The Lord of the Rings
There are an infinite number of annoying things about Tolkien nerds (stop speaking Sindarin, unless you are actually as elegant and erudite as the High Elves of the Undying Lands, which you are not), but number one with a bullet are their jokes about pipe-weed. Also known as “Halflings’ Leaf,” and with a particular strain known as “Old Toby,” pipe-weed was enjoyed by Hobbits all over the Shire because they were dull-witted deadbeats who, aside from literally only five of them, accomplished nothing of worth in their entire useless existence.
That’s all canon (pretty much), but what isn’t canon is people snickering whenever a Hobbit sparks up a pipe or zones out staring at Gandalf’s smoke rings. “Get it?” nerds giggle, except in Sindarin. “Pipe-weed is like weed!” Yes, we get it, and no, Tolkien didn’t mean for it to be weed. Tolkien was square as hell. But if partaking in Old Toby will get you to shut up about second breakfast, by all means, please.
The Stormlight Archive
Drugs aren’t a huge part of Brandon Sanderson’s epic fantasy series (Start with The Way of Kings! See you in three years!), but wine plays a role in the narrative—yellow wine has practically no alcohol in it, and thus no reason to exist, while violet wine will seriously fuck you up.
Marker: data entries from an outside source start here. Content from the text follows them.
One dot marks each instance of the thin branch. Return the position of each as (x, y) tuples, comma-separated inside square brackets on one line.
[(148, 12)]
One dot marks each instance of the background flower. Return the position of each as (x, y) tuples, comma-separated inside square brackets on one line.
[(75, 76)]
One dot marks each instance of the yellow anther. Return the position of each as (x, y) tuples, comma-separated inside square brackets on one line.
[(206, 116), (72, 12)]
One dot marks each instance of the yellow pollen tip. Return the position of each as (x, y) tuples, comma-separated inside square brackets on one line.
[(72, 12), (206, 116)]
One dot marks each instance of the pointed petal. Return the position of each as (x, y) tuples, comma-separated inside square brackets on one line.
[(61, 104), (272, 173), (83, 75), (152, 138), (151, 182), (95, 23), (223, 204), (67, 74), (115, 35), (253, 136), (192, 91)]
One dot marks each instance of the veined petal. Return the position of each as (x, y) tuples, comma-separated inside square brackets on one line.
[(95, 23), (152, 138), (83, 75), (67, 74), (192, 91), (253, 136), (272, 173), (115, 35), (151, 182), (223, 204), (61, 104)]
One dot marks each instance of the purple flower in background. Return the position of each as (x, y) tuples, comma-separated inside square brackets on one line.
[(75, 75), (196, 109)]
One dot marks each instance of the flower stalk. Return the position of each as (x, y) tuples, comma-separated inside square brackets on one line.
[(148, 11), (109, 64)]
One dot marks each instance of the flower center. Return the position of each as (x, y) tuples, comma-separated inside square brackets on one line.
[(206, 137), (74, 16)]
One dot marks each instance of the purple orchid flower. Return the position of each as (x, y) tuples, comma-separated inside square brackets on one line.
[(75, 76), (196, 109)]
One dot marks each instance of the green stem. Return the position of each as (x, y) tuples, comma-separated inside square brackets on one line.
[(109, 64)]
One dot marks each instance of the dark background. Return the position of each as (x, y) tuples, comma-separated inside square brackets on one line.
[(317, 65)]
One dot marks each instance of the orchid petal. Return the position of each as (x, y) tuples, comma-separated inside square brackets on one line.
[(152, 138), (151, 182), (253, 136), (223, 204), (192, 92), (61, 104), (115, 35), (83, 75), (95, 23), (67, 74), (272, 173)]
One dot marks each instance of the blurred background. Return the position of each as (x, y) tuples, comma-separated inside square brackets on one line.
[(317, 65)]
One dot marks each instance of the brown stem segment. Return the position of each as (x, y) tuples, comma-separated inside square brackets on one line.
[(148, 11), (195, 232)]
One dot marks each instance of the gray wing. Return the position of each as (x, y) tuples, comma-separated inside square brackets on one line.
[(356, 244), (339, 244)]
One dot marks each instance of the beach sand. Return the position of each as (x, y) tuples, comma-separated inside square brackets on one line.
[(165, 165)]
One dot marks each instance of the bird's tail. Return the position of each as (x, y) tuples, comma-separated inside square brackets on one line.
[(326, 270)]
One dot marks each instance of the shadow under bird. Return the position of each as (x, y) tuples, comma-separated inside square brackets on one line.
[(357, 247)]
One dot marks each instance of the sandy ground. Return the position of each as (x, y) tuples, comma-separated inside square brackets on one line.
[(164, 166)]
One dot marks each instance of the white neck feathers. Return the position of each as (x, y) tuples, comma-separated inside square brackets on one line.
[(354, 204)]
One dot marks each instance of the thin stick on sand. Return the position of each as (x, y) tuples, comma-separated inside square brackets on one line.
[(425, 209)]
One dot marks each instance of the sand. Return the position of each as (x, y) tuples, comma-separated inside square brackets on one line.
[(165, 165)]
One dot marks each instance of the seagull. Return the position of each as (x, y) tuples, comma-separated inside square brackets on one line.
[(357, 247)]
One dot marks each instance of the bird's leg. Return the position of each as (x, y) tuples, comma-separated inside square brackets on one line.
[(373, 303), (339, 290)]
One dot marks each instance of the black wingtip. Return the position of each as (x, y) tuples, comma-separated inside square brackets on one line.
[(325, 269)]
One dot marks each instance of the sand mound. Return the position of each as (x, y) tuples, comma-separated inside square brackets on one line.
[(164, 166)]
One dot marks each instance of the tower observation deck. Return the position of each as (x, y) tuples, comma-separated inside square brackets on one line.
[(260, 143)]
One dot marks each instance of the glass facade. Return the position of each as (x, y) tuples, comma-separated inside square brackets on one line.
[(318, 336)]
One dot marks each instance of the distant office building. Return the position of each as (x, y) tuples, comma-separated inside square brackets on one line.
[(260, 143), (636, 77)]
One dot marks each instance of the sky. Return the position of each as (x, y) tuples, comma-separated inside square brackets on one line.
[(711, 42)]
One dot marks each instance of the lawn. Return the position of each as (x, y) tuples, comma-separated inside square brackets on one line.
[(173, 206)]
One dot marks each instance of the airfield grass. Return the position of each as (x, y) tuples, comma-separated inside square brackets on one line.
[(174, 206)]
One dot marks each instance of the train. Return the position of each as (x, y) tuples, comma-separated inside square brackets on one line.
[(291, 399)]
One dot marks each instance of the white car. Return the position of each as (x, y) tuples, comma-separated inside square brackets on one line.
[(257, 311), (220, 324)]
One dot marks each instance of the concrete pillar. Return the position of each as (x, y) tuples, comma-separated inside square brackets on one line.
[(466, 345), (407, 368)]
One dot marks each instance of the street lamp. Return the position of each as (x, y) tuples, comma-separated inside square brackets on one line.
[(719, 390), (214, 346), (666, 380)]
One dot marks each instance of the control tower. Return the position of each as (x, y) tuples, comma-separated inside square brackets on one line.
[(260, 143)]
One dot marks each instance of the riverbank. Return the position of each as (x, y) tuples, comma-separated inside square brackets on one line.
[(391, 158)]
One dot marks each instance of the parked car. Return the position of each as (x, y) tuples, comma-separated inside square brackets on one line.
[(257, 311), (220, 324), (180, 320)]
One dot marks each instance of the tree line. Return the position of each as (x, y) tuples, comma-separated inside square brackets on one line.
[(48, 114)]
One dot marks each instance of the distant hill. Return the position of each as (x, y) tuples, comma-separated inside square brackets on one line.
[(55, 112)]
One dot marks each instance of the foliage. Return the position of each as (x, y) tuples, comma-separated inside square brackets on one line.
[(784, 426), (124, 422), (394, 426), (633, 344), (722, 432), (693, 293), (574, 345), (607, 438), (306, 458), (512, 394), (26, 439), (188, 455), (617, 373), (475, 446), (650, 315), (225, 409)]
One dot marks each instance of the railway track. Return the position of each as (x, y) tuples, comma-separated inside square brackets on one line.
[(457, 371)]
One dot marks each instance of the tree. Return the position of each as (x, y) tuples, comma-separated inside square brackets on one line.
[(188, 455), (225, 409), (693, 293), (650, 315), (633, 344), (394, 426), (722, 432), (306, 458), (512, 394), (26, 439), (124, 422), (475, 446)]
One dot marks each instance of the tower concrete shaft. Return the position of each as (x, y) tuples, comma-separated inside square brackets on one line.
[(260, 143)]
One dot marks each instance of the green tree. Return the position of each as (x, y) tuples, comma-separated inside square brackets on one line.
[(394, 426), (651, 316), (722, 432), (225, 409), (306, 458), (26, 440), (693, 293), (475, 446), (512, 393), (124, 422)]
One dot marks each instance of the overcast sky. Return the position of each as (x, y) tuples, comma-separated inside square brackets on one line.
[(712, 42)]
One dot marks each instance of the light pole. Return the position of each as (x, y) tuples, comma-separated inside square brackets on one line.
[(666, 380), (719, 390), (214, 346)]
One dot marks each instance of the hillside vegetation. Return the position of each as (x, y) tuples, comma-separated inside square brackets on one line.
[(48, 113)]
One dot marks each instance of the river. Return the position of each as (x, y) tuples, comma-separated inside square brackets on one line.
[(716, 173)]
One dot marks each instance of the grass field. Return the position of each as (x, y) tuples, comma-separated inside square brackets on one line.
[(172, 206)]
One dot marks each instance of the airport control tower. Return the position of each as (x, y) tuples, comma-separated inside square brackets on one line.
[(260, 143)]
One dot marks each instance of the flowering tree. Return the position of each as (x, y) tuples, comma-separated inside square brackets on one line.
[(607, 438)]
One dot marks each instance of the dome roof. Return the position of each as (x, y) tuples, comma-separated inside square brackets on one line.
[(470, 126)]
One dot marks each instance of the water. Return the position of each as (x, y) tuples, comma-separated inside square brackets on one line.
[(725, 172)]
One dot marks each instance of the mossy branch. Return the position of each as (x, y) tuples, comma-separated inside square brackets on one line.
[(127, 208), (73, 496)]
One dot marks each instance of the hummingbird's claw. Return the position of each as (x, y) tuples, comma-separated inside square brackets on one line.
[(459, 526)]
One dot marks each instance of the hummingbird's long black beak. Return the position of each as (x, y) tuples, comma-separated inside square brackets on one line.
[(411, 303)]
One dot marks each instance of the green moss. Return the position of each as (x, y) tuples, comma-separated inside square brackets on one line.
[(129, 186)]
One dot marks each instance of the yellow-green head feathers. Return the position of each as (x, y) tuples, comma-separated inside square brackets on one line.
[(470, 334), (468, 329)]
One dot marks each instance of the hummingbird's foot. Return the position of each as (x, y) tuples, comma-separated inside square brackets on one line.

Since reading about wine in any context is incredibly boring, Sanderson also includes a few other intoxicants, like firemoss, which smokes when you rub it between your fingers, and the Thrill—a bloodlust that turns warriors’ vision red, filling them with fury and an unquenchable thirst for slaughter. Uh, I’ll stick with firemoss, thanks.
The Kingkiller Chronicle
Like maple syrup, denner resin comes from trees; unlike maple syrup, it’s basically fantasy heroin. Known as “sweet eaters,” addicts can be spotted by their bleached-white teeth and frantic jonesing—and one of those addicts is a “draccus,” which is basically a fat Komodo dragon! When the third book in Patrick Rothfuss’ series finally comes out, it is my deepest hope that it is entirely about that draccus and his wacky, Trainspotting-style adventures.
Earthsea
Portland writer Ursula K. Le Guin gave us many gifts, and one of them, found in her Earthsea series of fantasy novels, was the idea of hazia, a root one could chew in order to hallucinate. The only side effects are “trembling, and later paralysis, and then death,” or basically what’s going to happen to you when you get old anyways, so why not go for it?
Star Wars
George Lucas is not a subtle man. First, Chewbacca is obviously stoned all the time. Second, drugs in the Star Wars galaxy are called “death sticks.” In Attack of the Clones, Obi-Wan Kenobi, who is a Jedi and a narc, uses his space-wizard powers to tell a death-stick dealer that, rather than selling death sticks, he should “go home and rethink your life.” This death-stick dealer is named Elan Sleazebaggano. George Lucas is not a subtle man.
A Song of Ice and Fire
George R.R. Martin is a huge Deadhead, as evidenced by the fact he named Westeros’ Weirwood trees after Grateful Dead guitarist Bob Weir, and also as evidenced by the fact that his unfinished book series A Song of Ice and Fire—which has already been lapped by its TV version, Game of Thrones—is a rambling, interminable slog that features a million noodly, pointless, and clearly improvised digressions that lead nowhere and are interrupted only by Martin getting the munchies and describing imaginary food for 73 pages.
Dune
“The spice,” a rare, powerful drug from the planet Arrakis, is central to Frank Herbert’s 1965 book Dune. It tastes like cinnamon, and was reportedly inspired by Herbert’s experimentation with psychedelic mushrooms. Aside from the fact Arrakis is also home to Tremors’ worm-monsters, that is literally all that I or anyone else can tell you about Dune, a beloved science-fiction classic that absolutely no one has ever finished reading.
Harry Potter
Sure, everyone’s mind goes straight to butterbeer, which, like everyone else, I desperately wish was real. But perhaps you’ve forgotten about the time Harry, attempting to impress creepy ol’ Professor Slughorn, brewed an Elixir to Induce Euphoria? That elixir’s horrifying effects include “excessive singing and nose-tweaking,” thus making it the worst drug ever.
Star Trek
In the 1967 episode “This Side of Paradise,” spores on Omicron Ceti III make everyone from the Enterprise giddy! (“For the first time in my life,” Spock later remembers, “I was happy.”) Naturally, James T. Kirk, who is the captain and a narc, wants everyone to go back to their stupid jobs on his spaceship, so he ruins it for everybody. For some reason this involves him being really mean to a blissed-out Spock, calling him “an overgrown jackrabbit, an elf with a hyperactive thyroid,” a “simpering, devil-eared freak,” and “rotten, like the rest of your subhuman race.” “You belong in a circus, Spock, not a starship!” Kirk shouts at his best friend. “Right next to the dog-faced boy!” Note: Never party with Jim Kirk.